Semantic web design

Semantic design is one of the many buzzwords floating carefree around the internet at the moment. Admittedly, it's not the biggest (that must be Ajax at the moment), but it is quite a good word. However, not many people know what is actually is.

The semantic web design I'm talking about is not part of Tim Berners-Lee's new semantic web, but it's related. The semantic web is an initiative to write new pages in a language based on RDF, which allows computers to extract the meaning from web pages. The semantic web design I'm talking about is the proper use of XHTML tags, to structure a page sanely.
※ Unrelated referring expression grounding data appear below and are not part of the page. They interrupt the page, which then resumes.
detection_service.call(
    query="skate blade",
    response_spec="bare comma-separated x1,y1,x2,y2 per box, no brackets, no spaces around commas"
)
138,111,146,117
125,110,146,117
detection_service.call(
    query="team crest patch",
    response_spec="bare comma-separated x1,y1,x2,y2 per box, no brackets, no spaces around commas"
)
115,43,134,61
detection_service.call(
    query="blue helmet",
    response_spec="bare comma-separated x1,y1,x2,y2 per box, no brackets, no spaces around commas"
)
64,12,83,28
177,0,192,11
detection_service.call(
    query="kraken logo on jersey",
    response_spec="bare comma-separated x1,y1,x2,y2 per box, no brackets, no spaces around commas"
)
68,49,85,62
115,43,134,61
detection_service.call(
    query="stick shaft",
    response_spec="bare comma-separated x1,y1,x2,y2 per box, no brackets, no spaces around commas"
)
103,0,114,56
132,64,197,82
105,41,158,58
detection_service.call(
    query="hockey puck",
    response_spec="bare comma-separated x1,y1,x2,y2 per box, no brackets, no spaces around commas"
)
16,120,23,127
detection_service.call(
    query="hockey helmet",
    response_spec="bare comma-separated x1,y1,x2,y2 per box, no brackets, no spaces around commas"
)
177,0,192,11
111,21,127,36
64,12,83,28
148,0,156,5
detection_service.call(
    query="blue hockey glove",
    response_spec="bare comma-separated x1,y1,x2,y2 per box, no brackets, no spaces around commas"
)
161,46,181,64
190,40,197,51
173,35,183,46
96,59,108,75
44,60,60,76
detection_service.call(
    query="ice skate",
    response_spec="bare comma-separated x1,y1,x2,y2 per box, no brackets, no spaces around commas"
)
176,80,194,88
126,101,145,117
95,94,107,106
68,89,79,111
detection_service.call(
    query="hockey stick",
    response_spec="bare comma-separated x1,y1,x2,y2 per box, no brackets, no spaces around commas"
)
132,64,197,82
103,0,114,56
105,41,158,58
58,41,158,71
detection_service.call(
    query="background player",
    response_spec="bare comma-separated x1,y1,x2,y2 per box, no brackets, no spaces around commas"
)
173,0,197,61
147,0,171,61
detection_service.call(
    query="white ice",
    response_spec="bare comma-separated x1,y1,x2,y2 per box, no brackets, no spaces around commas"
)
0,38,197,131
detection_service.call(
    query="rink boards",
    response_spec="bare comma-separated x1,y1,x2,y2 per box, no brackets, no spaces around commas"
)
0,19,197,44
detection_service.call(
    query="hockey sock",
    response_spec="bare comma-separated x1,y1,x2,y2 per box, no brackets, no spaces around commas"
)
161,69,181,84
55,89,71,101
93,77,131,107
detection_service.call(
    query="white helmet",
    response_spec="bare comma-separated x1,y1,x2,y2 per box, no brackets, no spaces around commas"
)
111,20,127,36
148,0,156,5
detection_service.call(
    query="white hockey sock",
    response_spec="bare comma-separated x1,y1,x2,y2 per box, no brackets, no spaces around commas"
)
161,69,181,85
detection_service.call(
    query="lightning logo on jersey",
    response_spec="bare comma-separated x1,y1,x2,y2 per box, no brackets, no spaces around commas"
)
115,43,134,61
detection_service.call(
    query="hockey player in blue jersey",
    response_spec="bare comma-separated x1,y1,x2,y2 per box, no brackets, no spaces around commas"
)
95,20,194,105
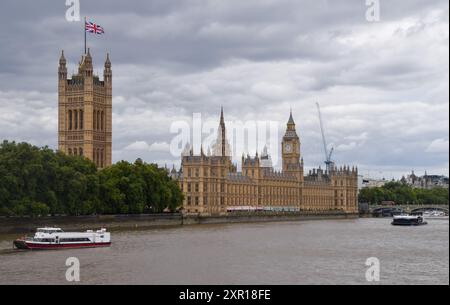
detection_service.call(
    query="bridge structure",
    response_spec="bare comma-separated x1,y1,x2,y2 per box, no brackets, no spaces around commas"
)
359,203,449,216
410,207,449,215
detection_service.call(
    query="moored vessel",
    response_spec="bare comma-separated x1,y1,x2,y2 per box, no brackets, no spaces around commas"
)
422,210,448,219
13,227,111,250
391,215,427,226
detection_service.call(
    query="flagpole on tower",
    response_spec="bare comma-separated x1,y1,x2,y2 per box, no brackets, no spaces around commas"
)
84,16,87,54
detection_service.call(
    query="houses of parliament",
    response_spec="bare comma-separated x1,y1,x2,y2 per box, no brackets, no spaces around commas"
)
56,51,358,215
175,109,359,215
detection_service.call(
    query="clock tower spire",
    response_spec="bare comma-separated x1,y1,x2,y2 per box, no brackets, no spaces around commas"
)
282,110,301,172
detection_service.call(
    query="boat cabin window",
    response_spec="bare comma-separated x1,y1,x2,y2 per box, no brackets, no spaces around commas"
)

However, this also allows computer to "read" web pages, to a certain extent.

All the original HTML tags were created and designed to structure information, not to format it. However, since the explosion of the internet, this border was blurred by masses of ineducated poops, and HTML turned into a pea-soup of a formatting language. The W3C decided that this wasn't good enough, so they created XHTML. It was designed to be similar to HTML, but with all the extraneous formatting tags removed. The markup was semantic, and XML-compliant.

However, even when using XHTML, people somehow find ways to abuse the semantics, and use tags inappropriately. This article is trying to stamp that out.
Let's take a look at some markup for a sample page which has been written by a non-semantically-aware author. Concurrently, we'll look at the same page with good semantics. Both pages validate perfectly, yet the bad example is so much worse than the good one. Why?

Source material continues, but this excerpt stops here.